Le fils de diplomate a-t-il perdu son flegme ? Lors d'un déjeuner organisé par la Plateforme de la filière automobile, Jean-Dominique Senard, président de Renault, a dressé le tableau de la "nouvelle donne" internationale de l'industrie automobile. S'il n'a pas voulu verser dans la dramatisation en parlant de "défis enthousiasmants", il n'a toutefois pas dissimulé son vif agacement en évoquant l'action de l'Union européenne ces dernières années.
Il a tout juste concédé "un premier pas dans la bonne direction" après les annonces de la Commission européenne prête à flexibiliser le calcul des normes CAFE. Il a aussitôt rappelé que cette disposition n'était pas encore votée… Bien que Jean-Dominique Senard reconnaisse qu'il y a une "prise de conscience", il se méfie encore des turpitudes des institutions européennes. "Nous regrettons que le débat n'ait pas eu lieu avant", a-t-il lancé.
"Aucune analyse d'impact sérieuse"
Mais le passif est lourd… Devant un parterre de patrons de la filière, tout acquis à sa cause, il a redit que l'Europe avait précipité le calendrier de la décarbonation. "Nous espérions maintenir les hybrides jusqu'en 2040 (...), la décision de 2035 a été prise sans aucune analyse d'impact sérieuse. Nous n'avions pas les minerais, nous dépendions de la Chine pour les batteries", a-t-il déploré.

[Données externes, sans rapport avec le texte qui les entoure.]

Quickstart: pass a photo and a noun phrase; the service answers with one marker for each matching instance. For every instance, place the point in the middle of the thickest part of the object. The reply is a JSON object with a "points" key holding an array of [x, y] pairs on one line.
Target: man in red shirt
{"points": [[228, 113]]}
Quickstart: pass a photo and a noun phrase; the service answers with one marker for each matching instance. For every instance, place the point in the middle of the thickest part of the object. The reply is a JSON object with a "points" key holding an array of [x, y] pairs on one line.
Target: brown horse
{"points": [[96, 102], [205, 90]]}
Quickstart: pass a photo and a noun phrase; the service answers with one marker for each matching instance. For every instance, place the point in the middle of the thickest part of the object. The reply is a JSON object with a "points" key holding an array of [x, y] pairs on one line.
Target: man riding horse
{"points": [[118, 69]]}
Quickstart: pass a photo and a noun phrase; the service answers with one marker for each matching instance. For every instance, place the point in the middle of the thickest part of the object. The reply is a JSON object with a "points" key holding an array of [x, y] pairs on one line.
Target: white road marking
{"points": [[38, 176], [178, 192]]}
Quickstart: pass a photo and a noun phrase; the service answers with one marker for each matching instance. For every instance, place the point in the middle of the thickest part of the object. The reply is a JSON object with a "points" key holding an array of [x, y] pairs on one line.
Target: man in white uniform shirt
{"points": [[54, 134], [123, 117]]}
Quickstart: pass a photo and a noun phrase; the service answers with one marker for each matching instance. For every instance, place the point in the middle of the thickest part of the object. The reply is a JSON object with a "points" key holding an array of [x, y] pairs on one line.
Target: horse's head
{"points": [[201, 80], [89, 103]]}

Jean-Dominique Senard s'est surtout livré à un exercice d'explication de sa vision des cinq révolutions industrielles en cours qui ont la particularité de "ne pas être séquentielles mais cumulatives : la nécessaire décarbonation (...), la transformation de la chaîne de motricité, la révolution numérique et l'avènement de l'IA, la révolution des usages et l'accélération des contraintes d'un contexte politique mondial".
Pour le patron de 72 ans, les événements récents ne sont qu'une suite d'épisodes commencés bien plus tôt. Le protectionnisme de Donald Trump ? Joe Biden l'avait initié avec l'IRA, le plan qui devait stoppé l'inflation mais qui n'était rien d'autre qu'un ensemble de mesures protectionnistes, selon Jean-Dominique Senard. Il estime que le péril est grand pour toute l'industrie automobile, puisque 40 % de la production mondiale est destinée à l'export.
La Chine ne vogue pas vers le "100 % électrique"
C'est dans ce contexte que l'Europe s'est donc "réveillée". Mais le patron de Renault souhaite qu'elle aille plus loin que le "premier pas" sur la flexibilisation des normes CAFE. Il a remis sur la table le projet de "neutralité technologique", rappelant que la Chine avait fait le choix du multiénergie. Quant à ceux qui pensent que la Chine se dirige droit vers le 100 % électrique, il renvoie au phénomène des range extender qui explosent en Chine et "nuancent sérieusement cette trajectoire vers le 100 % électrique".
Jean-Dominique Senard espère que l'Europe avancera sur une réglementation plus globale sur le cycle de vie complet des technologies, c'est-à-dire du puit à la roue. Il a néanmoins reconnu que la voiture 100 % électrique était et restait le moyen le plus efficace de décarboner la mobilité. En ajoutant : "L'Europe doit se souvenir que la filière a de plus en plus besoin d'être soutenue".